You will need about 2000 iterations and about 6000 function evaluations.
Accepted Answer
John D'Errico
on 8 Apr 2018
Edited: John D'Errico
on 8 Apr 2018
These equations are rather numerically nasty. So fsolve may well have problems.
x = sym('x',[1 2]);
F(1) = (24/(x(1)))+(3/(sqrt(x(1)))) - x(2) + 0.34; %%first function
F(2) = x(1) - ((371e-4)/.0014)*sqrt((4*9.81*(6800)*1000*(371e-4))/(3*x(2))); %%2nd function
xsym = solve(F)
xsym =
struct with fields:
x1: [4×1 sym]
x2: [4×1 sym]
There are 4 solutions that solve found, only two of which are real. And one of those real solutions was apparently not a solution at all.
vpa(xsym.x1)
ans =
81273.682385843104986453160925862
83807.81449859714950662847111925
- 82572.409341874106485295141282072 - 1268.168832976111876747928305322i
- 82572.409341874106485295141282072 + 1268.168832976111876747928305322i
vpa(xsym.x2)
ans =
0.35081846126435722534542088738111
0.32992352460468702550608076574237
0.33962925563058826267375383409956 - 0.010434692599468016237426647495723i
0.33962925563058826267375383409956 + 0.010434692599468016237426647495723i
Taking those possible solutions, we see that the first is indeed a root, while the second real solution is indeed spurious, thus not a root.
X = vpa([xsym.x1(1),xsym.x2(1)])
X =
[ 81273.682385843104986453160925862, 0.35081846126435722534542088738111]
subs(F,x,X)
ans =
[ 0, 2.4074124304840448163199724282312e-35]
X = vpa([xsym.x1(2),xsym.x2(2)])
X =
[ 83807.81449859714950662847111925, 0.32992352460468702550608076574237]
subs(F,x,X)
ans =
[ 0.020725689744471398174727540556394, 0]
5 Comments
Walter Roberson
on 8 Apr 2018
(Maple correctly returns one solution, somehow figuring out that the other 3 are not valid. It is even possible to generate a closed form solution involving one of the roots of a quartic (degree 4)... but it's a pretty long solution!
Peter Phung
on 8 Apr 2018
Edited: Peter Phung
on 8 Apr 2018
Walter Roberson
on 9 Apr 2018
In real life, the answers from Maple need to be cross-checked too!
DHABALESWAR MOHAPATRA
on 24 Sep 2023
what if i have a large system? How to find the solution then?
Walter Roberson
on 24 Sep 2023
Are you trying to proceed purely numerically using fsolve() ? Or are you trying to find closed-form or indefinite precision solutions using Symbolic Toolbox solve? Or are you trying to find higher-precision numeric solutions using Symbolic Toolbox vpasolve ?
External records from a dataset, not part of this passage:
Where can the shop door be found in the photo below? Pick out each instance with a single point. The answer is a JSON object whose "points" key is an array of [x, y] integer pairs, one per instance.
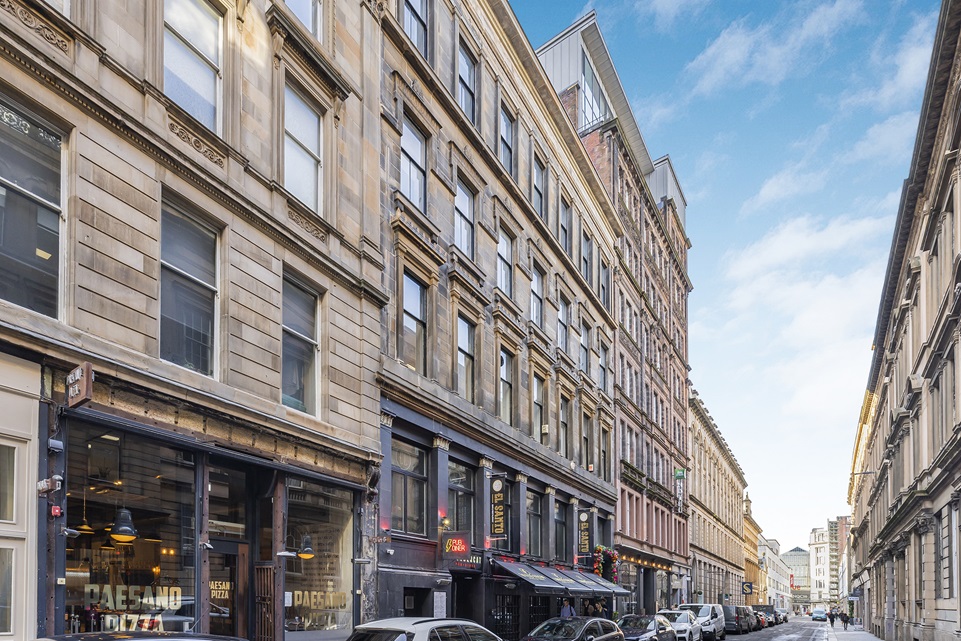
{"points": [[228, 589]]}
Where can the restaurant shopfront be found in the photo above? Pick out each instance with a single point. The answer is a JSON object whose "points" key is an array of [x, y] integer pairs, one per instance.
{"points": [[163, 532]]}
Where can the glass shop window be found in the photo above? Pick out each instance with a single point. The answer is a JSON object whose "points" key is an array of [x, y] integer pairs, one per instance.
{"points": [[132, 502], [318, 576]]}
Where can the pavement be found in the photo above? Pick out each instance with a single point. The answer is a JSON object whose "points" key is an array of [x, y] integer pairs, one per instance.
{"points": [[838, 633]]}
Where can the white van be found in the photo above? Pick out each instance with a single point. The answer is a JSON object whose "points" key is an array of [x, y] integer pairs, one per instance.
{"points": [[711, 618]]}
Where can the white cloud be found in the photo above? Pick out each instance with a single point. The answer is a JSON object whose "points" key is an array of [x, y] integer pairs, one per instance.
{"points": [[786, 184], [890, 141], [910, 69], [667, 12], [770, 53]]}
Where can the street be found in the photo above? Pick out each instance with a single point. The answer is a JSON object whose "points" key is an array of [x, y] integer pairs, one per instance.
{"points": [[803, 629]]}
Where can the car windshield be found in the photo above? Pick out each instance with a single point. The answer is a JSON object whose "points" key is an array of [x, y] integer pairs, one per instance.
{"points": [[637, 622], [559, 629], [378, 635]]}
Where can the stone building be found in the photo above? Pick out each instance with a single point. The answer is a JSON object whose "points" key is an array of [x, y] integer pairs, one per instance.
{"points": [[190, 302], [717, 513], [648, 357], [904, 488], [497, 417], [798, 561], [754, 571]]}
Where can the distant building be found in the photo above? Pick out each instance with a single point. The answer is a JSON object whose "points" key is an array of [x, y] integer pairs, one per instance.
{"points": [[798, 561], [904, 489], [717, 513]]}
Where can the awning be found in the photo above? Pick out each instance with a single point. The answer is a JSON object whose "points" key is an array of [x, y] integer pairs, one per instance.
{"points": [[541, 583], [574, 588], [607, 585], [586, 583]]}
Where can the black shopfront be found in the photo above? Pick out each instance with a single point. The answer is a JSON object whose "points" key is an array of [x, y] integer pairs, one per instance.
{"points": [[164, 530], [518, 526]]}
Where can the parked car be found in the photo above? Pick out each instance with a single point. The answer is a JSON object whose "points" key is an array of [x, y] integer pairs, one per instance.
{"points": [[684, 623], [422, 629], [647, 627], [752, 618], [736, 619], [769, 613], [711, 618], [570, 629]]}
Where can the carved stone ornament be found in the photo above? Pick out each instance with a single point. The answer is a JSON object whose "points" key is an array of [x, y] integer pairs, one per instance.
{"points": [[923, 523], [33, 22], [194, 141], [308, 226]]}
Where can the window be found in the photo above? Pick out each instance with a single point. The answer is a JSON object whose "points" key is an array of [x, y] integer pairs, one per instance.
{"points": [[188, 292], [464, 219], [537, 297], [29, 212], [538, 184], [534, 524], [310, 13], [563, 427], [415, 23], [460, 498], [507, 140], [585, 440], [413, 166], [605, 284], [465, 358], [505, 263], [593, 104], [466, 82], [413, 343], [585, 348], [193, 33], [563, 320], [561, 549], [602, 369], [587, 258], [299, 347], [303, 165], [564, 222], [408, 488], [505, 404], [538, 418]]}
If you are doing numeric solutions using fsolve() then you would provide it with an options structure that increased the maximum iterations and the maximum number of function evaluations. For particularly "bumpy" systems it can take sometimes millions of evaluations to find a solution, and that can add up to a fair bit of time.
vpasolve() is typically slower than fsolve() -- but not always. There are some functions that vpasolve() is able to reason about to pick more likely solution spaces. There are also cases where double precision calculations are not stable enough, leading to long searches using fsolve() but the extended precision of vpasolve() might happen to give a system stable enough for relatively direct solution.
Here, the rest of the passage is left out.